The commissions say that services and systems established in response to the recommendations of the Royal Commission need not only to provide better responses to adult survivors, but also optimise opportunities for children and young people to disclose as early as possible and receive the right response and care.
“This is not just the responsibility of specialist services; organisations including government agencies, welfare groups, schools, sporting clubs, religious bodies, youth and social groups, all play a vital role in the safety, health and wellbeing of children and young people.”
The statement says the Royal Commission has uncovered the shocking scale and stakes of childhood trauma and that the task of providing adequate services to everyone identified, and those yet to be identified, could appear daunting. In fact, it says, it is not unmanageable and many of those affected are already engaged with diverse services, such as receiving the disability support pension, accessing health services for chronic pain, engaged with child protection, mental health, welfare or justice services.
However, it said, they are “often not getting the optimal response because services generally do not recognise or respond well to unresolved trauma.”
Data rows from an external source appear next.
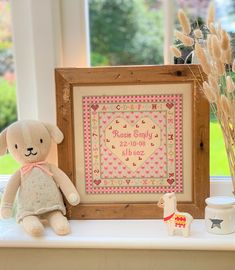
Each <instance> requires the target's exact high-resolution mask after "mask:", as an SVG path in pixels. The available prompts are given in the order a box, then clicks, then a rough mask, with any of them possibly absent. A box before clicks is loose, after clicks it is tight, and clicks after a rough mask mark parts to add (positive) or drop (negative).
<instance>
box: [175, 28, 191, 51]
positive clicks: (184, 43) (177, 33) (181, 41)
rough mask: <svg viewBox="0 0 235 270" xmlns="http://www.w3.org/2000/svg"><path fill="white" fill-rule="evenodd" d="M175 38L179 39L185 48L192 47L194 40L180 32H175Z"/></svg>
mask: <svg viewBox="0 0 235 270" xmlns="http://www.w3.org/2000/svg"><path fill="white" fill-rule="evenodd" d="M175 36H176V38H177V39H179V40H180V41H181V42H182V43H183V44H184V45H185V46H188V47H190V46H193V44H194V40H193V39H192V38H191V37H188V36H186V35H185V34H183V33H181V32H180V31H177V30H175Z"/></svg>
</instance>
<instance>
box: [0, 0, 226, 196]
mask: <svg viewBox="0 0 235 270" xmlns="http://www.w3.org/2000/svg"><path fill="white" fill-rule="evenodd" d="M10 4H11V12H12V29H13V43H14V57H15V67H16V88H17V105H18V116H19V119H28V118H29V116H30V118H33V119H38V120H41V121H47V122H52V123H56V102H55V91H54V89H55V80H54V69H55V68H56V67H73V66H74V67H88V66H90V45H89V19H88V0H79V1H77V0H60V1H55V0H48V1H34V0H21V1H14V0H10ZM174 9H175V5H174V2H173V0H164V1H163V12H164V28H165V29H167V31H164V52H163V54H164V64H170V63H172V62H173V57H172V56H171V55H170V51H169V47H170V45H171V44H172V42H173V27H174V26H173V17H174V16H173V14H174ZM76 33H77V34H76ZM25 104H27V106H25ZM45 107H46V108H47V109H46V110H45ZM55 154H56V147H55V146H54V148H53V151H52V155H51V156H54V158H51V160H53V161H54V162H55V158H56V155H55ZM8 178H9V177H8V176H2V175H0V181H6V179H8ZM225 178H226V179H227V177H223V179H225ZM225 181H226V183H227V182H231V181H228V180H225ZM218 183H221V185H224V181H221V180H218V179H215V178H214V177H211V188H212V190H215V191H216V192H217V193H218V189H217V188H213V186H214V185H215V186H216V185H217V184H218ZM225 189H226V188H225ZM220 190H221V189H220ZM223 190H224V188H223ZM230 190H231V189H230ZM212 193H214V191H212Z"/></svg>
“This population can become the ‘revolving door’ or ‘helpless’ cases, who become perceived judgmentally, including amongst staff of the services intended to support them. With the right type of care and support, however this group can be appropriately supported to reengage with the community, and so deliver significant social, emotional and economic benefits.”
“In designing systems and services which are attuned to the particular vulnerabilities of survivors of child sexual abuse and other childhood trauma, it is important to use a trauma lens which recognises the complexity and sensitivities and minimises the risk of re-traumatisation.”
“The complexity of unresolved trauma and associated mental health impacts has important implications for the way in which services are delivered and the way in which those affected engage with services.”
To read the consensus statement, click here.
The Royal Commission is scheduled to deliver its final report to the Federal Government on 15 December 2017.